Use Dynamic Model Selection:

# Old: Fixed model types
# New: Dynamic model selection
model_type = request.form.get("model_type", "text-generation")
model_name = request.form.get("model_name", "facebook/bart-base")

🤝 Contributing

Development Setup

# Clone repository
git clone <repository-url>
cd HNTAI

# Install dependencies
pip install -r requirements.txt

# Run tests
python -m pytest tests/

# Start development server
python -m ai_med_extract.app

Adding New Model Types

Create Loader Class:

class CustomModelLoader(BaseModelLoader):
    # Implement required methods
    pass

Update Model Manager:

if model_type == "custom":
    loader = CustomModelLoader(model_name)

Add Configuration:

DEFAULT_MODELS["custom"] = {
    "primary": "default/custom-model",
    "fallback": "fallback/custom-model"
}

📄 License

This project is licensed under the MIT License - see the LICENSE file for details.

🆘 Support

Getting Help

Documentation: This README and inline code comments
Issues: GitHub Issues for bug reports
Discussions: GitHub Discussions for questions
Examples: See test_gguf.py and other test files

Common Questions

Q: Can I use my own GGUF model? A: Yes! Just provide the path to your .gguf file or upload it to Hugging Face.

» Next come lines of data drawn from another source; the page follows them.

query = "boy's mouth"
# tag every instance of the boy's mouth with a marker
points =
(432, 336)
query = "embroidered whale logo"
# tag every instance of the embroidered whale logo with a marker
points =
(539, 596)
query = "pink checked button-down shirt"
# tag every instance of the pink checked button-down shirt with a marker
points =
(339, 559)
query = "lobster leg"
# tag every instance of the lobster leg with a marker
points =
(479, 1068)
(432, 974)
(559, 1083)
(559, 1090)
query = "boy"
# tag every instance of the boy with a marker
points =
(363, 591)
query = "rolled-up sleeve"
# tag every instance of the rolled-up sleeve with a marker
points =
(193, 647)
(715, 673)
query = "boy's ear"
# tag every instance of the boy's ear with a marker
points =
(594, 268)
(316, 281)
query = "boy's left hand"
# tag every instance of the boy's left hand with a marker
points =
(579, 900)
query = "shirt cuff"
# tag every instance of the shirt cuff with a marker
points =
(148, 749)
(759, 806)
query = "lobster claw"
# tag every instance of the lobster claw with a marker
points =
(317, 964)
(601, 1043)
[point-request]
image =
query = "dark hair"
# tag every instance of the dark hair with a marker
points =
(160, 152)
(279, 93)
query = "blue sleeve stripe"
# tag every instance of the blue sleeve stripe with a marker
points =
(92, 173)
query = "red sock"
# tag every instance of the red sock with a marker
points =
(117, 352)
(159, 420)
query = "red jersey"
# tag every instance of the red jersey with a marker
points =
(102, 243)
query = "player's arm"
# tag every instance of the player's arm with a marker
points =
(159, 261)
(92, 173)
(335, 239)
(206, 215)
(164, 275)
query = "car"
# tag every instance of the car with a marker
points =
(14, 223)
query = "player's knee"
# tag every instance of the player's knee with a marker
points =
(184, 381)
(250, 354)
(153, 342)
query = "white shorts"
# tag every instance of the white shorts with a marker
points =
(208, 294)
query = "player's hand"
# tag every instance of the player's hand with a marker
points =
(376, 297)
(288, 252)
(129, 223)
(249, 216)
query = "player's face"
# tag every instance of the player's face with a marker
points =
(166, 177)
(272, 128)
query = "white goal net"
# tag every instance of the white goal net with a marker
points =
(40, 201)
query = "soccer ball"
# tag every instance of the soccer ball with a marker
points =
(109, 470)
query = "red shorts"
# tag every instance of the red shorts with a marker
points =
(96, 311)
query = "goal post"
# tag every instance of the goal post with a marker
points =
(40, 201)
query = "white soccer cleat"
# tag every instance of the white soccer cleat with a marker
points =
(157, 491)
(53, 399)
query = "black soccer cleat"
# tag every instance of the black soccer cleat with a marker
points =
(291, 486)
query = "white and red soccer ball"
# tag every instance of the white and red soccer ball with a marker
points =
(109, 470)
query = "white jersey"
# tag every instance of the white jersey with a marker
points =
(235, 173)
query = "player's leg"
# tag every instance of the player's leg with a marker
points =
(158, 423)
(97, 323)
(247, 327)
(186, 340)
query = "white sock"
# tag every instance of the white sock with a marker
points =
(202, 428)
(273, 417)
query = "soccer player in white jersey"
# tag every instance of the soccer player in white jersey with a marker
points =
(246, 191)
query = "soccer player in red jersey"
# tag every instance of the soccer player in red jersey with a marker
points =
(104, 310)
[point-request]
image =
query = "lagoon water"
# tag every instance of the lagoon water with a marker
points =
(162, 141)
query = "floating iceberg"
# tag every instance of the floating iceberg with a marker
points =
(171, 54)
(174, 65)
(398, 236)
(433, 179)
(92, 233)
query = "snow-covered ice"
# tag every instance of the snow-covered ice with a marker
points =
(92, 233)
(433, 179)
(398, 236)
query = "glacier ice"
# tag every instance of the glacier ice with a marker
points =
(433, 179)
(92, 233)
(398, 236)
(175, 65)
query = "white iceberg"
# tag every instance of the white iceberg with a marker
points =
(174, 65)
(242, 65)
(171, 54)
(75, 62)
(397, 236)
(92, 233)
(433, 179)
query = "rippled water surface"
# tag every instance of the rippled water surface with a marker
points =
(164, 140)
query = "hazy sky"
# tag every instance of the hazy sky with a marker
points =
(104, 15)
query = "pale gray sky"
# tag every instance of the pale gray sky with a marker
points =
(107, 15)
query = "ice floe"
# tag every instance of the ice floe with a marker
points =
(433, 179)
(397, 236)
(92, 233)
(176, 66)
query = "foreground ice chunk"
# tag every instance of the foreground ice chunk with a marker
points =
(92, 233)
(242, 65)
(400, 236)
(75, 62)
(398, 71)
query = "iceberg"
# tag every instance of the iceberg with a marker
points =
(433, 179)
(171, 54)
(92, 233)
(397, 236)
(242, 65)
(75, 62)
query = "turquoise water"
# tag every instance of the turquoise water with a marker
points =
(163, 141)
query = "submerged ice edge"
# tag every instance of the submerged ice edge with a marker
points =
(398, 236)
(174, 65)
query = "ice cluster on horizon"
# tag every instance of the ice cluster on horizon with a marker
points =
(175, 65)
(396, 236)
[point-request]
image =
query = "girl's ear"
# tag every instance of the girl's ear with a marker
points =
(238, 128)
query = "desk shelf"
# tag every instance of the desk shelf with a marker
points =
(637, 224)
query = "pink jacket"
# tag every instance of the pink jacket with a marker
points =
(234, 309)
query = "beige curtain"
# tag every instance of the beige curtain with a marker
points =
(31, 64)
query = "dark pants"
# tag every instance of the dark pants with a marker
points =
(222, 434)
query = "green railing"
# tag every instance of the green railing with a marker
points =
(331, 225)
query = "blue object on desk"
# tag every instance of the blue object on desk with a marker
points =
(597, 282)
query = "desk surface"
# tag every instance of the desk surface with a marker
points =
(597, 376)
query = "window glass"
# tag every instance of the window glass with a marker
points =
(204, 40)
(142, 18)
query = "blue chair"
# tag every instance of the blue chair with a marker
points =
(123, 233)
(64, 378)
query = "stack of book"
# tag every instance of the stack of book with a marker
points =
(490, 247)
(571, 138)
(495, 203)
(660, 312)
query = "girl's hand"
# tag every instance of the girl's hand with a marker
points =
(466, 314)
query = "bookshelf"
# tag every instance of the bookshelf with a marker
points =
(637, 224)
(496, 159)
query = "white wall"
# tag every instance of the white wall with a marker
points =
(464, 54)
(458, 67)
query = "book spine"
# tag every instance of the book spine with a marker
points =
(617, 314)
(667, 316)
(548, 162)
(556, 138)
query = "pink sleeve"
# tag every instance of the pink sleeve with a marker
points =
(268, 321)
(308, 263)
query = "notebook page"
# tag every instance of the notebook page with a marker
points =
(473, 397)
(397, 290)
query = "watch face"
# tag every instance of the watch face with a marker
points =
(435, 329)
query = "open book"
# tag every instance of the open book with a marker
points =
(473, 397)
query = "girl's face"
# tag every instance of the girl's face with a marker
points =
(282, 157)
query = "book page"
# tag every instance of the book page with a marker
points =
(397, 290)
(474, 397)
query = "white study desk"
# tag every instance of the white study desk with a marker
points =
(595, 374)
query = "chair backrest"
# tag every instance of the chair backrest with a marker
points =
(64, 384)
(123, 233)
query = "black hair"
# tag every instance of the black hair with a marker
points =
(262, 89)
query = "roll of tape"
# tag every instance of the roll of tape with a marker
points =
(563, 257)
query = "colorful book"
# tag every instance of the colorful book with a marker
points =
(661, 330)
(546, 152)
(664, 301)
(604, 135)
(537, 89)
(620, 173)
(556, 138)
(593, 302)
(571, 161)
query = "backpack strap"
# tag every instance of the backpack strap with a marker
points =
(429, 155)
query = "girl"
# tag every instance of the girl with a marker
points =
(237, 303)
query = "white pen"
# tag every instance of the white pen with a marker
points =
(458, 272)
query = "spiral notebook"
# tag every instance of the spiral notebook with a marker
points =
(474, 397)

Q: How do I optimize for memory? A: Use smaller models, enable caching, and monitor memory usage via /api/models/health.

Q: Can I switch models without restarting? A: Yes! Use the /api/models/switch endpoint to change models at runtime.

Q: What if a model fails to load? A: The system automatically falls back to alternative models and provides detailed error information.

🎉 Congratulations! You now have a powerful, flexible system that can work with any model name and type, including GGUF models for patient summary generation. The system is designed to be robust, efficient, and easy to use while maintaining backward compatibility.